I would like to play around with a PXE boot server that will be on top of a xubuntu machine. However I read any many websites that it’s essential to run a “full” DHCP server on the host because “regular” DHCP servers don’t understand PXE boot requests.
How about the IPFire DHCP server? Does it work with PXE and if so, how do I confige it to route to the PXE boot server?
Filename is for the name of the pxeimage file that you will be serving.

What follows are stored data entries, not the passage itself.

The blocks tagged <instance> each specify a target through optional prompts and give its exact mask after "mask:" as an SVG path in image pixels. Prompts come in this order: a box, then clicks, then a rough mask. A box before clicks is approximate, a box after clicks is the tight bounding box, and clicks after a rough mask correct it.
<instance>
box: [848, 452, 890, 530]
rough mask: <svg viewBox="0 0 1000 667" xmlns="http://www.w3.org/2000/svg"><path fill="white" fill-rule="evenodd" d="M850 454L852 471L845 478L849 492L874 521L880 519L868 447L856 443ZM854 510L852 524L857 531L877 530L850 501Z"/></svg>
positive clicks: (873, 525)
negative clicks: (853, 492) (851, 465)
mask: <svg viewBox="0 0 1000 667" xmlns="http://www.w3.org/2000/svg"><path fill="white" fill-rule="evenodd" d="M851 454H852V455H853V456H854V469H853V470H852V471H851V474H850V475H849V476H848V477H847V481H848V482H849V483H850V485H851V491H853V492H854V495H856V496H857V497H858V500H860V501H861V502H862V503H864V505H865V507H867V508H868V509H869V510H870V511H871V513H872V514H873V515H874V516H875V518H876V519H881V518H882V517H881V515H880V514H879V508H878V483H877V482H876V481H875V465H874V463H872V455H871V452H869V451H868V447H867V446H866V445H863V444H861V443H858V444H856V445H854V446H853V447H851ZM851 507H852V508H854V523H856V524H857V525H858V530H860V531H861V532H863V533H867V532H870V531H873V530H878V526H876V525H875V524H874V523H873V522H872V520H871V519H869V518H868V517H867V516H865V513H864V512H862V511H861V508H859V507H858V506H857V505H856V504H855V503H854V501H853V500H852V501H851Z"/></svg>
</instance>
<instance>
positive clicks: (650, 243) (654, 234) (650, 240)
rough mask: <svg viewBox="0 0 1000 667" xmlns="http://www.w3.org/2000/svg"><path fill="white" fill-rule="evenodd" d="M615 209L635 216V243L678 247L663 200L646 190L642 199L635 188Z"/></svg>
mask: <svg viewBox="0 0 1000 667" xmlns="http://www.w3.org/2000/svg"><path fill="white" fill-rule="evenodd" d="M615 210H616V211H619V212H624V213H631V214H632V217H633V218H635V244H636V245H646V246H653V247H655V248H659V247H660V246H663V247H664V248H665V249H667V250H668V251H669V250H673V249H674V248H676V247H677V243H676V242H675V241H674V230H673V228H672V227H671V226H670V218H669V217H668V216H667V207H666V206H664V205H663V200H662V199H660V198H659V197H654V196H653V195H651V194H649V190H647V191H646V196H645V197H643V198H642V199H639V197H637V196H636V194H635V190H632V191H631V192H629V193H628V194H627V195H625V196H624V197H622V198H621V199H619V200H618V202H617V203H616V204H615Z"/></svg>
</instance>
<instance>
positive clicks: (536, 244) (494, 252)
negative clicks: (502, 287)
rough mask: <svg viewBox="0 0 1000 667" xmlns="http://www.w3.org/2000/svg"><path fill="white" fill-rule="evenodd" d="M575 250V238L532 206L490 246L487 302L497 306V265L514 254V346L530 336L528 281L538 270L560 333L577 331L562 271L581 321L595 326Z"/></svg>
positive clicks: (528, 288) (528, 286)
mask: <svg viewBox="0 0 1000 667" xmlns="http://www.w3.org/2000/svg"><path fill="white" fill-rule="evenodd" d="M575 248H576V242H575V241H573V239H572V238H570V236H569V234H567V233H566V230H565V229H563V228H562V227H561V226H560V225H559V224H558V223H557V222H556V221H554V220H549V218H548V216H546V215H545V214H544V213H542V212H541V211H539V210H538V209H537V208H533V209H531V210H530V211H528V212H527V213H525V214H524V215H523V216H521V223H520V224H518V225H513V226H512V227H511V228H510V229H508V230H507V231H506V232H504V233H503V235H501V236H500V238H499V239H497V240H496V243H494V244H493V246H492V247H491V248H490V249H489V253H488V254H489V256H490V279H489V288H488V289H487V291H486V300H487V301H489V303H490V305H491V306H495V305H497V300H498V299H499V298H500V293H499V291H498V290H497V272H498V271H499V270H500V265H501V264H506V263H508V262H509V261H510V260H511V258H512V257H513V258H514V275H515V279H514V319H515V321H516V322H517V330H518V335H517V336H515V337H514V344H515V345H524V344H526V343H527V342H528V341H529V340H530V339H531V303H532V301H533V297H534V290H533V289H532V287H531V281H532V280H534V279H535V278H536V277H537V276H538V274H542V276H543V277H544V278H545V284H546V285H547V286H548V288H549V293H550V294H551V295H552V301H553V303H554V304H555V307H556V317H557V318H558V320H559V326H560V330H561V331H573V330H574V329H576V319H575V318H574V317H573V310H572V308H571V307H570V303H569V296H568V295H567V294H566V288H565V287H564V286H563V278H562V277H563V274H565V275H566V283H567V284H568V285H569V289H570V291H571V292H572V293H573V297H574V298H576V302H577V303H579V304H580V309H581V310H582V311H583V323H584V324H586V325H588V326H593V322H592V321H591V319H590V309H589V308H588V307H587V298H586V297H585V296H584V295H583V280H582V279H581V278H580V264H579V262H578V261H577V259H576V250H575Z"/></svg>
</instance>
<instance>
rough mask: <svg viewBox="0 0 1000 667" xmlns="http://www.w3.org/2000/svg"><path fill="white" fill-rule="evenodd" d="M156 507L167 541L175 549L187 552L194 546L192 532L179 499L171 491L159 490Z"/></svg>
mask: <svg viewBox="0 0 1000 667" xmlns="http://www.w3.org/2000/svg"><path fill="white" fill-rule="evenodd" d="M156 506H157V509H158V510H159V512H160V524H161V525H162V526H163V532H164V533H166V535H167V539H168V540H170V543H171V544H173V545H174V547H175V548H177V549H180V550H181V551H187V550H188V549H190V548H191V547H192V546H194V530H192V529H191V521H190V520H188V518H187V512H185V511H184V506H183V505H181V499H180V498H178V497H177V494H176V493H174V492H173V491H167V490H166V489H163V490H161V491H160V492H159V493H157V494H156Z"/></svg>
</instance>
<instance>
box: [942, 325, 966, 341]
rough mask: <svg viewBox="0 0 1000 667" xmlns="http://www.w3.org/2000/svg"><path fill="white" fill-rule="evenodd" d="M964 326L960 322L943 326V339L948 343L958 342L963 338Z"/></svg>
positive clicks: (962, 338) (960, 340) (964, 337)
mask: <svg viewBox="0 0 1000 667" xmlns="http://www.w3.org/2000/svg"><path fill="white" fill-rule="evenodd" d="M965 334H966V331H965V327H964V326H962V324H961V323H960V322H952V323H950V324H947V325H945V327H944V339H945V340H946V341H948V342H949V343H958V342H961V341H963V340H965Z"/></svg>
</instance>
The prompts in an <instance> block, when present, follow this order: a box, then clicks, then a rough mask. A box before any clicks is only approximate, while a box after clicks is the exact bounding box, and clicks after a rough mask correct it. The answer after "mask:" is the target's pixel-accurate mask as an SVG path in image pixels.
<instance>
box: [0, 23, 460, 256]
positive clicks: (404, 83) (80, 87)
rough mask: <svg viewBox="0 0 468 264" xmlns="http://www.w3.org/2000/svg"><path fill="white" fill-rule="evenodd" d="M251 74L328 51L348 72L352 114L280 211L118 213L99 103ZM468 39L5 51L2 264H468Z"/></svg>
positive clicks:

Have a look in the tftpd addon. It covers doing pxeboot to other machines on your network from a pxe server in IPFire. You will need to change the name of the next-server and the pxeimage filename depending on the specifics of the pxe server you are setting up on your xubuntu machine.
My point was that you could see what entries are used in the dhcp page for a pxe server running on IPFire. Then you could use that info to figure out what you need to use from your xubuntu server in their place.
My interpretation is that you need to put the IP address (not FQDN) of your xubuntu pxe server into the next-server box.
The filename needs to be the xubuntu equivalent of the pxelinux.0 filename used in tftpd for the pxe install of SuSE or the undionly.kpxe filename used for the pxe install of IPFire.
The pxe server on the xubuntu machine must have a pxe filename that defines the install that will be done. You will need to figure out how that file is defined and what filename to give it.
This link looks like it could be of use. Note that it is based on a very old version of Ubuntu but the essence of the steps used and the multiple entries in the default file to allow different OS’s to be installed should be able to be used in your setup work. https://www.howtoforge.com/ubuntu_pxe_install_server
I haven’t had time to play with PXE any further because of playing with proxmox and homematic, but now I’ve found time again and will try PXE with Ubuntu first. If that works I’ll put netboot on my vsphere.
Edit: OK I got your point: netboot.xyz is totally different. It boots a pxe environment and downloads the files for the selected OS which is to be installed.
This article is outdated. That’s what I hate most with linux. Masses of articles produced to the same topic, but most of them useless, because not valid anymore. So here with the netboot files. They point to a Ubuntu version from ~15 years ago that do not exist anymore. Also the netkit-inetd package doesn’t exist. The content/functions moved.
An outdated article has nothing to do with c&p. If I want to invent the wheel again, I don’t need to read any articles at all. Since I couldn’t find netboot installers for newer versions of ubuntu @ archive ubuntu I downloaded the latest LTS and also the directory “installer” is empty, so something totally changed, propably because of uefi.